Debout derrière le tableau de commande, Leo regardait l'horizon, souriant de toutes ses dents. Comme moi, il était très fier de l'Argo II, et encore plus de pouvoir annoncer que nous étions fin prêts à débarquer au Camp Jupiter. Après tous ces mois, j'étais impatiente de revoir mon frère.
Annabeth avait l'air encore plus impatiente que moi. Elle marchait en rond sur le pont, l'air angoissée, le visage pâle. Quant à Jason et Piper, ils étaient debout à l'avant du bateau, la main de la Cherokee dans celle du romain.

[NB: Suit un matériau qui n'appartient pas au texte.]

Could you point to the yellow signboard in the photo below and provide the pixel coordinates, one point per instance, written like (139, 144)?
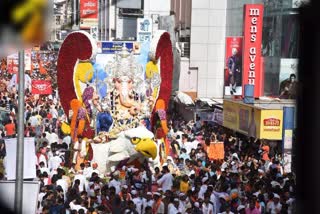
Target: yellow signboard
(251, 121)
(271, 124)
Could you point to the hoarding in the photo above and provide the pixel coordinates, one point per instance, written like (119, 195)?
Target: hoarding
(271, 124)
(233, 66)
(288, 78)
(88, 14)
(253, 122)
(252, 29)
(41, 87)
(144, 29)
(112, 47)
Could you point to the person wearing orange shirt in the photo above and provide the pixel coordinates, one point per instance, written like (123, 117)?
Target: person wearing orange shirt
(265, 152)
(10, 129)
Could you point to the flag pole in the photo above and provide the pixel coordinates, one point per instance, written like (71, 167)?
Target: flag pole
(18, 199)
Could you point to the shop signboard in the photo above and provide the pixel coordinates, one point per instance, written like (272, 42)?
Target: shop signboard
(41, 87)
(112, 47)
(230, 115)
(13, 62)
(218, 116)
(288, 70)
(288, 139)
(88, 14)
(206, 116)
(252, 29)
(233, 66)
(144, 29)
(253, 122)
(271, 122)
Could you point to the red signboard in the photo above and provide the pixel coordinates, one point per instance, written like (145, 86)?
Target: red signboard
(271, 122)
(252, 28)
(233, 66)
(88, 14)
(41, 87)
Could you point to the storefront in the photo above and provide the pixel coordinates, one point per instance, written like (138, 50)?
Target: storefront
(253, 121)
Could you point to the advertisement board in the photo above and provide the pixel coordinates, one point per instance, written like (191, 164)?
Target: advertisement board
(112, 47)
(288, 78)
(233, 66)
(41, 87)
(252, 30)
(253, 122)
(88, 14)
(144, 29)
(271, 124)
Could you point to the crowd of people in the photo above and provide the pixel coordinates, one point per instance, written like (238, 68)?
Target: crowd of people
(249, 179)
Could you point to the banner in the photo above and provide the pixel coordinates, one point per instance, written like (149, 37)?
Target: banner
(271, 122)
(216, 151)
(253, 121)
(233, 66)
(88, 14)
(252, 29)
(112, 47)
(288, 78)
(13, 62)
(29, 157)
(41, 87)
(144, 29)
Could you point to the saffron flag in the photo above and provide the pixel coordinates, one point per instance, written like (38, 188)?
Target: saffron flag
(41, 87)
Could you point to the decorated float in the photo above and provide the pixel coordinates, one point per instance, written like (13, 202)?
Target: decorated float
(113, 106)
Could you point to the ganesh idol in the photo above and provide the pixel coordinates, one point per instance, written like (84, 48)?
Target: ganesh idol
(129, 104)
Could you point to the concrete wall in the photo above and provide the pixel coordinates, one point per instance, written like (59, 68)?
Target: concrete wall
(157, 7)
(234, 23)
(188, 77)
(208, 23)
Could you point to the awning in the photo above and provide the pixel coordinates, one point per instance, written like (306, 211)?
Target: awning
(183, 98)
(208, 103)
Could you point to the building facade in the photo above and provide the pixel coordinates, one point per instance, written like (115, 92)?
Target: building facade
(214, 20)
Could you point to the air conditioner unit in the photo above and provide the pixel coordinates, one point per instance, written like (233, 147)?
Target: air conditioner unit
(133, 12)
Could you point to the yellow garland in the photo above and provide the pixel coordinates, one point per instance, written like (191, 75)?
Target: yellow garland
(65, 128)
(151, 69)
(83, 73)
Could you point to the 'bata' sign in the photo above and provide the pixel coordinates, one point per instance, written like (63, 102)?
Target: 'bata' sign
(41, 87)
(252, 28)
(88, 14)
(271, 122)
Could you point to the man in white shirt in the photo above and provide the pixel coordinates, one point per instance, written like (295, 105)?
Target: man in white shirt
(83, 182)
(166, 181)
(275, 206)
(173, 207)
(43, 168)
(115, 182)
(87, 171)
(203, 187)
(67, 140)
(64, 185)
(184, 203)
(75, 205)
(138, 201)
(207, 208)
(149, 201)
(54, 162)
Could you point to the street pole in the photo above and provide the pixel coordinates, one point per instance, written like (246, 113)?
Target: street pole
(18, 199)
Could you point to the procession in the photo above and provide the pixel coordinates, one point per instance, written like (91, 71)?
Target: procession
(121, 124)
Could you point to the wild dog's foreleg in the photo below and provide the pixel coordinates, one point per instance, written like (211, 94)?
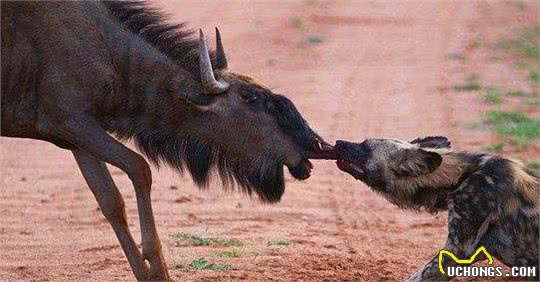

Ils avaient fini par se mettre en couple, eux dont la relation avait été de toute pièce montée par Héra et la Brume. Comme quoi la déesse pouvait faire au moins une chose de bien, dans son éternelle existence. Entendons-nous, c'était la seule chose qu'elle ferait sans doute qui ne soit pas négative.
– Brow, tu vas m'aider à faire décoller ce navire ou tu vas rester à contempler le néant comme si tu n'avais que trois neurones ?
J'ai soupiré. Leo Valdez était un pur crétin, comment avais-je fini par en faire mon meilleur ami ?
Je me suis placée à côté du fils d'Héphaïstos, empoignant les manettes de wii destinées à mouvoir le bateau. En même temps, Leo appuyait sur les boutons des réacteurs, des rames, pour mettre le tout en marche. L'Argo II a fait une embardée vers l'avant.
– Et c'est moi qui ai trois neurones, hein ?, l'ai-je raillé.
– Ah, Brown, commence pas !, a-t-il répliqué en appuyant cette fois sur le bon bouton.
Le bateau s'est élevé avec un craquement, et la Colonie s'est lentement éloignée derrière nous.
– Nous reviendrons, a dit Leo en souriant. Après tout, on va juste chercher ton frère et les deux romains de la prophétie, puis on va voyager jusqu'en Grèce pour battre les géants ! Absolument rien ne pourrait tourner mal.
– Tu es un idiot, Leo Valdez.
Il a ri.
– Oui, mais je suis un idiot sexy.
J'ai ri à mon tour. Au fond, je trouvais qu'il n'avait pas tort. Il était plutôt sexy, comme imbécile.